On Nov 25, 2012, at 23:54 , Stephen Kay <
email@hidden> wrote:
3.2 Period. I guess that would be 3.2.0. Is there something ambiguous about
that? It's the version that installs by default with my 10.6 installer disk.
No, that's not ambiguous. Generally you'd want to use the highest 3.2.x available, since the differences are mostly bug fixes, but there are occasional boundaries that are more significant. For example, do *not* go past 3.2.5 -- 3.2.6 was exactly the same as 3.2.5 but dropped support for something you really want. (Sorry, memory fails me, it's been a while now. It dropped an SDK, or PowerPC support, something major like that.) It's also possible that the default GCC changed at one or more of the minor versions.
This is not a hack, as far as I understand it. When I first tried to compile
the code, I was told with an error that " GCC 4.2 is not compatible with the
Mac OS X 10.4 SDK "
After researching this, I saw this thread:
http://stackoverflow.com/questions/1165361/setting-gcc-4-2-as-the-default-co
mpiler-on-mac-os-x-leopard
Well, the trouble is you can't trust anything you read on
stackoverflow.com. It's not so much a question of the information being wrong, it's more a case of TMI: you can't tell the difference between correct answers, formerly-correct-but-now-useless answers, and utter garbage.

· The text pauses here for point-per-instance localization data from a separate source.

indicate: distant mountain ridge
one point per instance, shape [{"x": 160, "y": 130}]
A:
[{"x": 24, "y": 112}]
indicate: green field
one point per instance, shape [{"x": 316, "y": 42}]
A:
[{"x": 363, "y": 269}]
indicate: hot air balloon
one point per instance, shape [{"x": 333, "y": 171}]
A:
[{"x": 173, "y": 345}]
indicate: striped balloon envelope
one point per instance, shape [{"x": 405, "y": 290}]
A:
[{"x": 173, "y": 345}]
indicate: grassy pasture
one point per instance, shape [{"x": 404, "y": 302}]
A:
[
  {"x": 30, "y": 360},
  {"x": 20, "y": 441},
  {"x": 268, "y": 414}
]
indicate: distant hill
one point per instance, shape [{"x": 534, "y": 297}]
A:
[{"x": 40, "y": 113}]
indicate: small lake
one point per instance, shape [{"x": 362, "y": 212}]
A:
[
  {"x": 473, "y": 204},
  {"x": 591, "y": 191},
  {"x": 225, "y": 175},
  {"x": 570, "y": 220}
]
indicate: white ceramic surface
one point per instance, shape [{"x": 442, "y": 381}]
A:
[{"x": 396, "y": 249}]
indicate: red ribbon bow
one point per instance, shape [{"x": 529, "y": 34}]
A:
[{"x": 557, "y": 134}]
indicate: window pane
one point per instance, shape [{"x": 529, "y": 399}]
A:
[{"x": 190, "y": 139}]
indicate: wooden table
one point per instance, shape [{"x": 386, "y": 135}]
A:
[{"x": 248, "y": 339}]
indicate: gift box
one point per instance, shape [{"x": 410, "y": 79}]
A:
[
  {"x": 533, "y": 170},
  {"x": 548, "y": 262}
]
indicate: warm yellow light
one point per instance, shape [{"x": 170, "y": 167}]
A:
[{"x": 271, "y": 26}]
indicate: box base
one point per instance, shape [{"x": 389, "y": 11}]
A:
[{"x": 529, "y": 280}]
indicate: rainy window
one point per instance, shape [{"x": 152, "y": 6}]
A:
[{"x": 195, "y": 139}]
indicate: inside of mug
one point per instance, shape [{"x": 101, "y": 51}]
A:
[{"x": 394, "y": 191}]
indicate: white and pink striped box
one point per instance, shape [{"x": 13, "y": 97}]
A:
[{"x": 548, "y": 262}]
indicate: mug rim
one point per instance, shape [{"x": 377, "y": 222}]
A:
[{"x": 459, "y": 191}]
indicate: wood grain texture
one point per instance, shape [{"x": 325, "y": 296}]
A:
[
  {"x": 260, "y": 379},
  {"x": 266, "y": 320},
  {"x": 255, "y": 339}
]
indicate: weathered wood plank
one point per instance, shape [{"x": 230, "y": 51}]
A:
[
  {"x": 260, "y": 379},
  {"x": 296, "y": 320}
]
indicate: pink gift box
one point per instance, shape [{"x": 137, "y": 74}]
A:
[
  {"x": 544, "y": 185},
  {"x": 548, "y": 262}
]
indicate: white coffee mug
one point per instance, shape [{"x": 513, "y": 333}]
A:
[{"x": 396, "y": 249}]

While this talked about setting GCC 4.2 as the default compiler, for some
reason I had to go the opposite direction, and set GCC 4.0 as the default
compiler. I agree that /usr/bin was a misdirection from this thread. It only
worked after I modified /Developer/usr/bin.
That discussion was about command line compilation. It doesn't really apply to compilations done within Xcode. It happened to get you to the right compiler because the structure of the the tools inside /Developer is much the same as the structure in the normal Unix location.
If there is some other way to force my projects to use GCC 4.0, I could not
find it. But this seems to have worked.
IIRC (again I apologize that I don't remember for sure) you simply choose the desired GCC version in the build settings. The choice of compiler versions available to you depends on which Xcode version you're using.
In Xcode 4, it's in the Build Options section of the build settings, right above the debug info format, as it happens. I think it's just the same in the Xcode 3 build settings.